I will only add further, that Hebrews never contemplates the church as such, but the people of God walking in weakness on the earth, and Christ for them a separate person on high. Union with Christ is not its subject, and it is just this gives it its preciousness. Nor does it speak of the Father, but how we believers stand with God, and how we approach; and that is with a perfect conscience through Christ's one offering, so that the worshippers once purged should have no more conscience of sins. If the reader examine the statements of the Epistle to the Hebrews, he will find that it is the work itself, or the offering of Himself, or it by Christ to God, not the process of application to us, which is spoken of; the effect is, but not the application.
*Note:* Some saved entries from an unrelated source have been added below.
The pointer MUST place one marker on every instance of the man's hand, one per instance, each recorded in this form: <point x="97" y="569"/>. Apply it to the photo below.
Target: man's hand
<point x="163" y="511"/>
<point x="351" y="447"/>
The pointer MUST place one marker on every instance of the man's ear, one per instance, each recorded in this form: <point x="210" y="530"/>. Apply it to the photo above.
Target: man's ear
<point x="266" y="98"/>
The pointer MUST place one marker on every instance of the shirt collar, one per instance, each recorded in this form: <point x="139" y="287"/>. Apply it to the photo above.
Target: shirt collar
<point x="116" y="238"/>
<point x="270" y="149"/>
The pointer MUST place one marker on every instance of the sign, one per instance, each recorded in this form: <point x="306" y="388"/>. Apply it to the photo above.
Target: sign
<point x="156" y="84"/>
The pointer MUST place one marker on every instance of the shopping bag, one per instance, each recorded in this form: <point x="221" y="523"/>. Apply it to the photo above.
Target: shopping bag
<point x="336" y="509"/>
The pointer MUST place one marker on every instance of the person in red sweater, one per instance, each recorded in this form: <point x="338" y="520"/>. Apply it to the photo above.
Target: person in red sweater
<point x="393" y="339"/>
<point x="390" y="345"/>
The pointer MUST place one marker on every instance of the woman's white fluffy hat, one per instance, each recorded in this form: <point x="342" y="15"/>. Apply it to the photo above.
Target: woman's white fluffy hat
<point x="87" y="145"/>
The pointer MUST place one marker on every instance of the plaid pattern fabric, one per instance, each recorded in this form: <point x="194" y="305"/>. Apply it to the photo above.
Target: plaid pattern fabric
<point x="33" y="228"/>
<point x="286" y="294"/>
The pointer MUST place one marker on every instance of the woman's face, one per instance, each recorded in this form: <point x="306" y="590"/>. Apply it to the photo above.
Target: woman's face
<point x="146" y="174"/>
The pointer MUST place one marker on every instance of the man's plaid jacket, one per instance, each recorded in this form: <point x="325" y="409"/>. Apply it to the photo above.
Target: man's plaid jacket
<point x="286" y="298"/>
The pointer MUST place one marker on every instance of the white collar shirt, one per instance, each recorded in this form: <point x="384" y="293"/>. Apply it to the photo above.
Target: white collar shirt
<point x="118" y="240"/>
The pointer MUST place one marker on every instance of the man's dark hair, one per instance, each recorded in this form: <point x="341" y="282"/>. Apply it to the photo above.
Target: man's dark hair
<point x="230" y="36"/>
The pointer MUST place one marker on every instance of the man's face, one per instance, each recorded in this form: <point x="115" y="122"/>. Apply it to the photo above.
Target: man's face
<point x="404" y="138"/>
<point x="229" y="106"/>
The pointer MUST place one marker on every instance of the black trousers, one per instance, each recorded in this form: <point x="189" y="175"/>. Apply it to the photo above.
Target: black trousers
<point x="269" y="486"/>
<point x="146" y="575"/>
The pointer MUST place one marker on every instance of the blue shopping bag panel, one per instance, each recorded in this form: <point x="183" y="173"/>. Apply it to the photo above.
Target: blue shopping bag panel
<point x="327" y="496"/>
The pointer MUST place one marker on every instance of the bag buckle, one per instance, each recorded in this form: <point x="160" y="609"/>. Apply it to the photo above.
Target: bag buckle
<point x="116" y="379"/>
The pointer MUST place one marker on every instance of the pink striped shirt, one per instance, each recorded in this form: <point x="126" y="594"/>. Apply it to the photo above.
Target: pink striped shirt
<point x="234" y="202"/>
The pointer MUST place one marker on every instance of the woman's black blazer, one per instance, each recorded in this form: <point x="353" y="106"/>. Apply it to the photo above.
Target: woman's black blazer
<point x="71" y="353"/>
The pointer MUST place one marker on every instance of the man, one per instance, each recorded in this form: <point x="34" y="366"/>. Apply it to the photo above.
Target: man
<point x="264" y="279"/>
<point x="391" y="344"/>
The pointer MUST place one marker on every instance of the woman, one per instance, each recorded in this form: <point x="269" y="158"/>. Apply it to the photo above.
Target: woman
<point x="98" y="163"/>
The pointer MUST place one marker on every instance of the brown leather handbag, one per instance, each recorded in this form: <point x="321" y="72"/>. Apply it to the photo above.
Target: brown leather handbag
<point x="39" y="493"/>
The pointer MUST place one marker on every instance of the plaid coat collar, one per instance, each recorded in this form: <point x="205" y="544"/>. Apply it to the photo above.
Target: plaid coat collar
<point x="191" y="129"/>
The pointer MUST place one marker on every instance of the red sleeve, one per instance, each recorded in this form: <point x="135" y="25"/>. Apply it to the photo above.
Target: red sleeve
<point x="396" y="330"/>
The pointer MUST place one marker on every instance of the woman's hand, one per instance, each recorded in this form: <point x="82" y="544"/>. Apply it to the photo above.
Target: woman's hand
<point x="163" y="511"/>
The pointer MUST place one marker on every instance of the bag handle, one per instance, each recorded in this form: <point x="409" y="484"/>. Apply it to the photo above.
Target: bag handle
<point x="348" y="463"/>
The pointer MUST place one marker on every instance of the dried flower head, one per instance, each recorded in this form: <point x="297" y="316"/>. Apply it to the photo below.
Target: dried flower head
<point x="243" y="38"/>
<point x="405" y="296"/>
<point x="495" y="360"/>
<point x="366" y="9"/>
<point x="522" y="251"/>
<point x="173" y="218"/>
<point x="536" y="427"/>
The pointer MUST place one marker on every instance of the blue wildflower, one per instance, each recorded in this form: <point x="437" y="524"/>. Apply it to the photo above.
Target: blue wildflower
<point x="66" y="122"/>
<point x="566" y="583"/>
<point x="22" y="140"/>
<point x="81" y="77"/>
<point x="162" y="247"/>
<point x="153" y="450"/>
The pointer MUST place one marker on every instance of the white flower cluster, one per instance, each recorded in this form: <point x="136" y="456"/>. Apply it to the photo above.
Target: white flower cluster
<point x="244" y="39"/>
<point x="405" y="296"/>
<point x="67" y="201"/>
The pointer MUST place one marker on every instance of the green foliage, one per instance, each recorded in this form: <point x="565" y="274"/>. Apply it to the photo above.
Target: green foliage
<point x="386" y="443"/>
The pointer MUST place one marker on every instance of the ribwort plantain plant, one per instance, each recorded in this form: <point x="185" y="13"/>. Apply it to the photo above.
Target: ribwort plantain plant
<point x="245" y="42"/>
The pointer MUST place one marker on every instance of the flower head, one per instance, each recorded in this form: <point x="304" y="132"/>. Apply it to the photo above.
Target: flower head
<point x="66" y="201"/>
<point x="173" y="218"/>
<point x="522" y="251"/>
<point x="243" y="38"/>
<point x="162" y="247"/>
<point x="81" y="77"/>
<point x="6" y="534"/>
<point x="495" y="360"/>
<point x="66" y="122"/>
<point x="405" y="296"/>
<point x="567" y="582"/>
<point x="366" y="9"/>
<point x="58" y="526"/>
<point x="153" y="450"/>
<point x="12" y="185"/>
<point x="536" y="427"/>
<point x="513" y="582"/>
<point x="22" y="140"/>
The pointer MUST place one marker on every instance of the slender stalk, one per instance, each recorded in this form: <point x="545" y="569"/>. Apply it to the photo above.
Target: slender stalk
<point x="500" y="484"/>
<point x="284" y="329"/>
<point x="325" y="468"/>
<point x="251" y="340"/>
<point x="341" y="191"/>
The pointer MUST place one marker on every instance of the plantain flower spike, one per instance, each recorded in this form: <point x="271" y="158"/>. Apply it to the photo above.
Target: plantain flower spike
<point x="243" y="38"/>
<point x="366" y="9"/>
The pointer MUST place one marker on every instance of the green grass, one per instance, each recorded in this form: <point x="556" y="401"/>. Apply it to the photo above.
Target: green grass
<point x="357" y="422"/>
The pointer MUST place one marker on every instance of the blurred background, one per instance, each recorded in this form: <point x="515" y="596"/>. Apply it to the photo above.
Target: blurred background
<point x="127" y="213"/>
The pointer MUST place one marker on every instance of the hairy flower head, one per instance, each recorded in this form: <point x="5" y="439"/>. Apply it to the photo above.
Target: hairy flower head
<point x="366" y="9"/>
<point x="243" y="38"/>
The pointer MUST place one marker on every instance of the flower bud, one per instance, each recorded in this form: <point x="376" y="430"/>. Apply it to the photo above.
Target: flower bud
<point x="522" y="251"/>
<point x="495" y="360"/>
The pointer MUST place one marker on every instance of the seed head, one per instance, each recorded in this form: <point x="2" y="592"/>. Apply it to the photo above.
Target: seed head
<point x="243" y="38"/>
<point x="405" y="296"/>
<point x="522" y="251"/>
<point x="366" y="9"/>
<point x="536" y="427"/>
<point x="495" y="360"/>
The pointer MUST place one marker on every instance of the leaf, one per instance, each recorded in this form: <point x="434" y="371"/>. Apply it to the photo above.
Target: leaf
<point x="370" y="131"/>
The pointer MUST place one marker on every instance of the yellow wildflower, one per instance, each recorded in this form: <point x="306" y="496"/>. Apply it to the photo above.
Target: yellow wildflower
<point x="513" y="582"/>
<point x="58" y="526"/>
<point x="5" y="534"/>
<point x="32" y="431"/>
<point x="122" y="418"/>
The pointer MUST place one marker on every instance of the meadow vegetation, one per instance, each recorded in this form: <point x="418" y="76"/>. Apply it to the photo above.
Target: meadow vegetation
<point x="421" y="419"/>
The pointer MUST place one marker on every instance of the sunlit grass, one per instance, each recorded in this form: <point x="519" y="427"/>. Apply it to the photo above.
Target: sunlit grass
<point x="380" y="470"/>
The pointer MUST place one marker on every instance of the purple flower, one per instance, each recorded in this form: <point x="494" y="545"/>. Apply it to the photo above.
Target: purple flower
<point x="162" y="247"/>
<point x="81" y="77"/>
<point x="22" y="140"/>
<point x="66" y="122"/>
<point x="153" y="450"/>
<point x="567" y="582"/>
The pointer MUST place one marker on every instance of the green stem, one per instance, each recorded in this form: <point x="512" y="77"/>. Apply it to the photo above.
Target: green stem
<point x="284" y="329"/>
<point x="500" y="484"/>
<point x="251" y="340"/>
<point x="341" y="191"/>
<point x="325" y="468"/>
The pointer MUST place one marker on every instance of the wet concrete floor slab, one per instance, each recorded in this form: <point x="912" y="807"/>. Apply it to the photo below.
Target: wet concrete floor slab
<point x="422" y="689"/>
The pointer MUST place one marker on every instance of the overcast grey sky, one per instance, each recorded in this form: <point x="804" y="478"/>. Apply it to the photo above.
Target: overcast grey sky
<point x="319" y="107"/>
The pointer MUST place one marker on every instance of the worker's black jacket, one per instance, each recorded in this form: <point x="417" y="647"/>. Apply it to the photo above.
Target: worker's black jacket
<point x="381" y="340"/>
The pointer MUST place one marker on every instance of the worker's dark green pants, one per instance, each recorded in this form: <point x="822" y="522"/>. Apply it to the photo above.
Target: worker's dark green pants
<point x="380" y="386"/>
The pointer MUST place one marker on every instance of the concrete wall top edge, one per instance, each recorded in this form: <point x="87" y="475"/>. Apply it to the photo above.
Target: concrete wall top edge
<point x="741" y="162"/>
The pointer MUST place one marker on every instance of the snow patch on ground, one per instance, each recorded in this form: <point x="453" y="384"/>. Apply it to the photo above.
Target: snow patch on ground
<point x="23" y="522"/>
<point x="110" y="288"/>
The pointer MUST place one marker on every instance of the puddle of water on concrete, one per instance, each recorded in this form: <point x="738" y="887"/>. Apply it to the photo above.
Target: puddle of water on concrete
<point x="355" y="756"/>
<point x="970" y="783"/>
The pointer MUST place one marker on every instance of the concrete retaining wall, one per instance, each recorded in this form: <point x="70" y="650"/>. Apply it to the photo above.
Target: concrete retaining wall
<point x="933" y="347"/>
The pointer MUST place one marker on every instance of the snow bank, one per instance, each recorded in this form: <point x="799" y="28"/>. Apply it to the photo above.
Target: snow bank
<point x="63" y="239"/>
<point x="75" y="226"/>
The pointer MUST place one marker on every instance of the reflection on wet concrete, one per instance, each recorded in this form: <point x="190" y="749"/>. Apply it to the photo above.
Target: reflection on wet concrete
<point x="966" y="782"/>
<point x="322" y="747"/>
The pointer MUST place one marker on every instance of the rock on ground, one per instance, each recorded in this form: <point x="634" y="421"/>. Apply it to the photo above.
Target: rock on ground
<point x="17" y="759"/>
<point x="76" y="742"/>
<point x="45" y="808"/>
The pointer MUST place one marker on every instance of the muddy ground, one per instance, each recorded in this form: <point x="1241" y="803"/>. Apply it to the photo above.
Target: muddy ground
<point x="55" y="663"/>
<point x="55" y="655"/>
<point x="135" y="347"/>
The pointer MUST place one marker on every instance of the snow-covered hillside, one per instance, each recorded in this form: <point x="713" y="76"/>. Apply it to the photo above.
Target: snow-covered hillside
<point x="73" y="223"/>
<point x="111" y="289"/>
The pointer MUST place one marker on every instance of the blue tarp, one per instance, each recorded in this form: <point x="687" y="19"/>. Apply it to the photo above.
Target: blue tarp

Thus we have, through the Eternal Spirit, offering Himself without spot to God, blood-shedding, the sacrifice of Himself, one offering, entering once into the holy place, not without blood, or in the power of His own blood, into heaven itself, now to appear in the presence of God for us. It is the offering of Himself, or entering into the holy place, but no trace of application to us as the means of its efficacy, still less repeated application. By one offering He hath perfected forever, in perpetual continuance, them who are sanctified. They have no more conscience of sins. J. N. D.